Football Leaks
Die schmutzigen Geschäfte im Profifussball (2016/2017)Rezension: Football Leaks - Die schmutzigen Geschäfte im Profifußball
Nicole Selmer"Nennt mich John", sagt der Mann hinter den Football Leaks. So ähnlich beginnt auch Hermann Melvilles "Moby Dick", doch der Portugiese John nimmt die Spiegel-Redakteure Rafael Buschmann und Michael Wulzinger nicht mit auf die Jagd nach einem weißen Wal. Ihr Leviathan sind die Geldgeschäfte des Fußballs, die sie mithilfe der Informationen, die John ihnen liefert, über die ganze Welt verfolgen. Es sind legale, halblegale und vermutlich auch illegale Deals, der größte Teil davon war bis zu den Enthüllungen nicht bekannt.
Die Versuchung ist groß, sich bei der Lektüre des Buches auf die Zahlen zu konzentrieren – auf die Datenmengen, die von der Internetplattform geleakt bzw. den Redakteuren zur Verfügung gestellt werden, und auf die Geldsummen, die hin- und hergeschoben werden zwischen Vereinen, Vermarktungsfirmen, Sponsoren und Steueroasen.
Interessanter als Zahlen und Namen sind jedoch die Verstrickungen, die in "Football Leaks" deutlich werden – die Netze, in denen alle Akteure gefangen sind. Das Verblüffende ist nämlich, dass die schmutzigen Geschäfte im Profifußball nicht immer eindeutige Profiteure haben. Wir lesen von Verträgen, die den Spielern Millionen bringen, ihnen ihr Verhalten jedoch auch bis ins Kleinste und Absurdeste vorschreiben und ihnen den Mund verbieten. Wir lesen von Transfers, die geschehen, nicht weil sie sportlich sinnvoll sind, sondern weil die Investoren ihren return of investment erwarten. Vereine zahlen Unsummen an Spielerberater; Verbände versuchen zum Teil, Gegenmaßnahmen zu ergreifen wie etwa die Regulierung des third party ownership, lassen dabei jedoch – bewusst oder nicht – Schlupflöcher, durch die immer wieder neues Geld in den ohnehin vollgepumpten Kreislauf gelangt.

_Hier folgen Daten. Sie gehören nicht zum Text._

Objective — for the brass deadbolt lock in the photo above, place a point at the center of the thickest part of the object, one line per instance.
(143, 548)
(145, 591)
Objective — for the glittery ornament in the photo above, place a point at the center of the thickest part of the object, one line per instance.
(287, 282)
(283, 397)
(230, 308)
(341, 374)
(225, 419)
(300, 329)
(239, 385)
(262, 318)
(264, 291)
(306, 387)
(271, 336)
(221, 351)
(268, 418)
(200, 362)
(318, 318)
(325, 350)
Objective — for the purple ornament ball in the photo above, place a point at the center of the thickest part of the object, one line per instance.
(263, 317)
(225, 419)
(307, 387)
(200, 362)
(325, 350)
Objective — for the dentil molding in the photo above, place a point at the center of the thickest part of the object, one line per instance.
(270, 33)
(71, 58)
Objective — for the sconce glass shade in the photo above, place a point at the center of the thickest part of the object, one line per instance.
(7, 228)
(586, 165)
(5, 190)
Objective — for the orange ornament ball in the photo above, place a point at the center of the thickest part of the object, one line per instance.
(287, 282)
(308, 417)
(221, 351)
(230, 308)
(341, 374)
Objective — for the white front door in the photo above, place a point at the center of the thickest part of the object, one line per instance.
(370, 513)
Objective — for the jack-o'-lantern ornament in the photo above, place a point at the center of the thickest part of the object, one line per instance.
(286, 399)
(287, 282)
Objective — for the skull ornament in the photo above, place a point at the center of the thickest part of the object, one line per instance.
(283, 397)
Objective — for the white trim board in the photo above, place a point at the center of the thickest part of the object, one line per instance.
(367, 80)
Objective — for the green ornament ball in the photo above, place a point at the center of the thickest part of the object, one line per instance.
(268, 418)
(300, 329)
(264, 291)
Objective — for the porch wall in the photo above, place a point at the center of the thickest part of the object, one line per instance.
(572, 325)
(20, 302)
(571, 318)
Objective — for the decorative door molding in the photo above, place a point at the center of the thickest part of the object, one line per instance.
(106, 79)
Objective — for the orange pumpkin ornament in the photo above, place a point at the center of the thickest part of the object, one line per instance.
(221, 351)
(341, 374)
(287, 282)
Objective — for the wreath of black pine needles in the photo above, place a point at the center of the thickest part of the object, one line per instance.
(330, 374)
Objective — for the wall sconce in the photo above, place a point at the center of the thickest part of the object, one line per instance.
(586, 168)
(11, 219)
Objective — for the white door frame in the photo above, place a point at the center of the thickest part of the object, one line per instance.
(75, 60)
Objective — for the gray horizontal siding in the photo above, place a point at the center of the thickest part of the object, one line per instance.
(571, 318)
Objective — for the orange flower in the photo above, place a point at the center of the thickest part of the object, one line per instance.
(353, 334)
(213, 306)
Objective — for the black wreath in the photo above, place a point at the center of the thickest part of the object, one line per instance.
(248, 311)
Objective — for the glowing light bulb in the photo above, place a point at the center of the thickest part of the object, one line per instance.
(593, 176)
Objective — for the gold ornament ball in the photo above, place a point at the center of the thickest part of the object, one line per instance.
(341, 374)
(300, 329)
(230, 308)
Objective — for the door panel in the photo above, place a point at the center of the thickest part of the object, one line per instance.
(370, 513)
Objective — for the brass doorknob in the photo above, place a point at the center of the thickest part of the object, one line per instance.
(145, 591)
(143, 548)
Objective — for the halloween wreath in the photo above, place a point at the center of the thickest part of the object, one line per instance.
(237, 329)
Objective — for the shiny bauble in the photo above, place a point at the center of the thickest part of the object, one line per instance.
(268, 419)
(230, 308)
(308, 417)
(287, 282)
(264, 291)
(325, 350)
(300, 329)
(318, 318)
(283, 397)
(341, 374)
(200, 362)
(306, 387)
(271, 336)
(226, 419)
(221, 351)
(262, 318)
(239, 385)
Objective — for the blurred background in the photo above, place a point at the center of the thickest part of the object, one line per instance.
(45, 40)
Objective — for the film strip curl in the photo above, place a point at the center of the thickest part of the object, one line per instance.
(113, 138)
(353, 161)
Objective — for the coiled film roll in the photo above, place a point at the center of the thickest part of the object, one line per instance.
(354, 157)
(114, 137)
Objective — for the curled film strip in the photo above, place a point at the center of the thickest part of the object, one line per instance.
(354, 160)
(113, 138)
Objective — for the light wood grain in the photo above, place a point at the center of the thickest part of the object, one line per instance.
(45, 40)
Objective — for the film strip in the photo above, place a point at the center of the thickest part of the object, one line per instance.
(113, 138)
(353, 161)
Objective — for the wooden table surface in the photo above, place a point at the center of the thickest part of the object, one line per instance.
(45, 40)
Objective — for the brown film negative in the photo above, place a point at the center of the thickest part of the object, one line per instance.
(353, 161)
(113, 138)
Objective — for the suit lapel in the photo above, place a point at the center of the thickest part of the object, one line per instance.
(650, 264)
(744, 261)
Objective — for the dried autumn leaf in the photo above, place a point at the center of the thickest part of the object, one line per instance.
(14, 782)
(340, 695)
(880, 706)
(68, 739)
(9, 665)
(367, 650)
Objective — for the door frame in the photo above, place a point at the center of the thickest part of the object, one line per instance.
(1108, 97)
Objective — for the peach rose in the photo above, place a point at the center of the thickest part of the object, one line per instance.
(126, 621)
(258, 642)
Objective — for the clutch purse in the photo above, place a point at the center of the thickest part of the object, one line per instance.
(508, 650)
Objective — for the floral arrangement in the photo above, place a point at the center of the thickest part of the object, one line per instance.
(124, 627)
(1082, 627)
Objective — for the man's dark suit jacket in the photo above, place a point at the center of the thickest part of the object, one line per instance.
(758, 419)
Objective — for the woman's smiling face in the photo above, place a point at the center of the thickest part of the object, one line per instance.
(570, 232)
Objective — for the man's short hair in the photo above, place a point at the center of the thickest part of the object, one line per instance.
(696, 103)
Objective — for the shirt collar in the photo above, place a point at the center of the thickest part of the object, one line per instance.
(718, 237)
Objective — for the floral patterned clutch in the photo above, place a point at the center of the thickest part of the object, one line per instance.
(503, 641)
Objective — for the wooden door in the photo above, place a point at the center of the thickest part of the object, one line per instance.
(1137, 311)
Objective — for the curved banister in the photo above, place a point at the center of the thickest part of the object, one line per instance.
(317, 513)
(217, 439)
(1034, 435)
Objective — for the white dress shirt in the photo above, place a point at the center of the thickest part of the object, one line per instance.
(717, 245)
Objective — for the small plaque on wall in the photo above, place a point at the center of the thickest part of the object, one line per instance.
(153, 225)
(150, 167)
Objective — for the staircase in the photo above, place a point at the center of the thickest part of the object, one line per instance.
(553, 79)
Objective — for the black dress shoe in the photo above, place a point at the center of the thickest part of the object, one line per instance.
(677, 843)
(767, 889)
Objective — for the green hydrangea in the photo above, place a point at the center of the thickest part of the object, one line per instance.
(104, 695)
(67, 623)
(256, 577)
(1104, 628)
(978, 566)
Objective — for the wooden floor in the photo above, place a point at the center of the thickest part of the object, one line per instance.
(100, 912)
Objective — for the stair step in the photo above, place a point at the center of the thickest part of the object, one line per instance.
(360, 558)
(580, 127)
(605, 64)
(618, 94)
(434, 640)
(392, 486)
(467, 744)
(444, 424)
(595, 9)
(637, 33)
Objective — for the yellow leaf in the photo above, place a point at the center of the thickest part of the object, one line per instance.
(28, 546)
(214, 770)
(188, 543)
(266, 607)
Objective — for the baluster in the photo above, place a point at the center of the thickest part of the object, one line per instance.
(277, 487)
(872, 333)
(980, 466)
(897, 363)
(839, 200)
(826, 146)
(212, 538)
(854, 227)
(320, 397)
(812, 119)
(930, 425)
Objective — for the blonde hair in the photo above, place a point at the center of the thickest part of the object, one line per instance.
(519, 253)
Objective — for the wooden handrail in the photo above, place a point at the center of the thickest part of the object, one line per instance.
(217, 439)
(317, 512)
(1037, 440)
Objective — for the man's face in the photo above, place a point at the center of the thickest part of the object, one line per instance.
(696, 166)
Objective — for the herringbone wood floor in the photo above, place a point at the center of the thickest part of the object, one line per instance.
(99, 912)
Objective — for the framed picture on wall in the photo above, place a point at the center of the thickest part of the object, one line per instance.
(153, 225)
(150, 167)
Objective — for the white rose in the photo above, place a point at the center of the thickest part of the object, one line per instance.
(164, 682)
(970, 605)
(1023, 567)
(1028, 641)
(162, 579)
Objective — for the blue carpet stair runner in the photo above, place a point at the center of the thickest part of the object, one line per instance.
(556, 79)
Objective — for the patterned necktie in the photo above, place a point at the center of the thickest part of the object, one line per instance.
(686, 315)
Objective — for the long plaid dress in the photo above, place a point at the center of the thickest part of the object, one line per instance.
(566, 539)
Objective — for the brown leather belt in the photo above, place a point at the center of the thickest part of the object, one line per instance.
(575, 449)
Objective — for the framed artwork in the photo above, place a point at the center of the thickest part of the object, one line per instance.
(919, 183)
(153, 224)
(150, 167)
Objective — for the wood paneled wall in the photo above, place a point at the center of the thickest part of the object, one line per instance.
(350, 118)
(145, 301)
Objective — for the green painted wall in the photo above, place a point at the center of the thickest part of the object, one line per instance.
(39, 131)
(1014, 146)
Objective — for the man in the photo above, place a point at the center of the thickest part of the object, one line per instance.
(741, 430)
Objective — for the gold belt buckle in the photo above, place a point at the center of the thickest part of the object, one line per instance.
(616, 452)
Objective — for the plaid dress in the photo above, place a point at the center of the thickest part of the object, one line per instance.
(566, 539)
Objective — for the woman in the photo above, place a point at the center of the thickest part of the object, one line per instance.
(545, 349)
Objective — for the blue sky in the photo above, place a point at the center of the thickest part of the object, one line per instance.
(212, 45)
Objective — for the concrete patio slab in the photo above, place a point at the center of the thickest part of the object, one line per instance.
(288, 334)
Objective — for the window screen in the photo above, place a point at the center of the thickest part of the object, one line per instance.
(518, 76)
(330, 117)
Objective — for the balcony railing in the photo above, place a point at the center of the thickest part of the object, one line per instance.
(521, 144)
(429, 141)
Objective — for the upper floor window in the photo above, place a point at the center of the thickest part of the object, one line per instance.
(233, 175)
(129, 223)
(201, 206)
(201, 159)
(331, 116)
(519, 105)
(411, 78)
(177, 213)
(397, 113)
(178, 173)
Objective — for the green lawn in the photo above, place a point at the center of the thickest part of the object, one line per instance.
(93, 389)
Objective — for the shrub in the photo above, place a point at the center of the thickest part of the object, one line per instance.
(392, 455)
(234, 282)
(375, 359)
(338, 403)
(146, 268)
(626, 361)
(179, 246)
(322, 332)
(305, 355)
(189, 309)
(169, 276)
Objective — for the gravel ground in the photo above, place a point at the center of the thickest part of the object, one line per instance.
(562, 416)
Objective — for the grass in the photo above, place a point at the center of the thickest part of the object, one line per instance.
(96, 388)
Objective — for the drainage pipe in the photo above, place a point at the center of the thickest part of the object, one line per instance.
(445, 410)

Die Enthüllungen der "Football Leaks" reihen sich ein in die Berichte über korrupte und korrumpierende Fußballinstitutionen und Akteure. Längst hat ein Gewöhnungseffekt eingesetzt, und diese Nachrichten werden allzu schnell mit einem Achselzucken hingenommen. Die Autoren fordern auch deswegen, dass der Fußball nicht sich selbst und seinen Regeln überlassen bleiben darf, sondern zum Gegenstand weltlicher Gerichtsbarkeit gemacht werden muss. Das passiert – gerade in Spanien haben die Ermittlungsbehörden die Arbeit verstärkt aufgenommen und damit schon für einige Unruhe gesorgt.
Was "Football Leaks" jedoch jenseits der Detailinformationen über den großen schmutzigen Fußball, jenseits möglicher Hinweise für Anklageerhebungen und jenseits aller Empörung über die "Scheißmilliardäre" und ihre Freunde zu einem wichtigen Buch macht, das ist der, den sie John nennen. Er liefert fortlaufend Dokumente – deren Herkunft unklar ist, deren Echtheit aber bislang unbezweifelt scheint –, er verdient sein Geld vermutlich mit verschiedenen Geschäften im Internet und fürchtet verständlicherweise um seine persönliche Sicherheit. Wir erfahren seinen wirklichen Namen ebenso wenig wie seinen Wohnort. Doch wir lernen, dass der Mann, der, gemeinsam mit einigen anderen, das System Fußball verändern, ja vielleicht zu Fall bringen will, selbst Fußballfan ist. Die Tore von Ronaldo, der Champions-League-Sieg von Real Madrid und der EM-Titel für Portugal – das sind Momente großer Freude für John, obwohl er besser als viele andere weiß, um welchen Preis sie zustande gekommen sind. Es ist ein Widerspruch, der Johns Handeln und Sprechen durchzieht, und es ist einer, der auch die Leserinnen und Leser des Buchs trifft, die selbst Fans sind. "Football Leaks" stellt uns vor eine Frage, die John in einer der ersten E-Mails an die Spiegel-Redakteure schickt: "Was ist dein Problem mit Fußball?"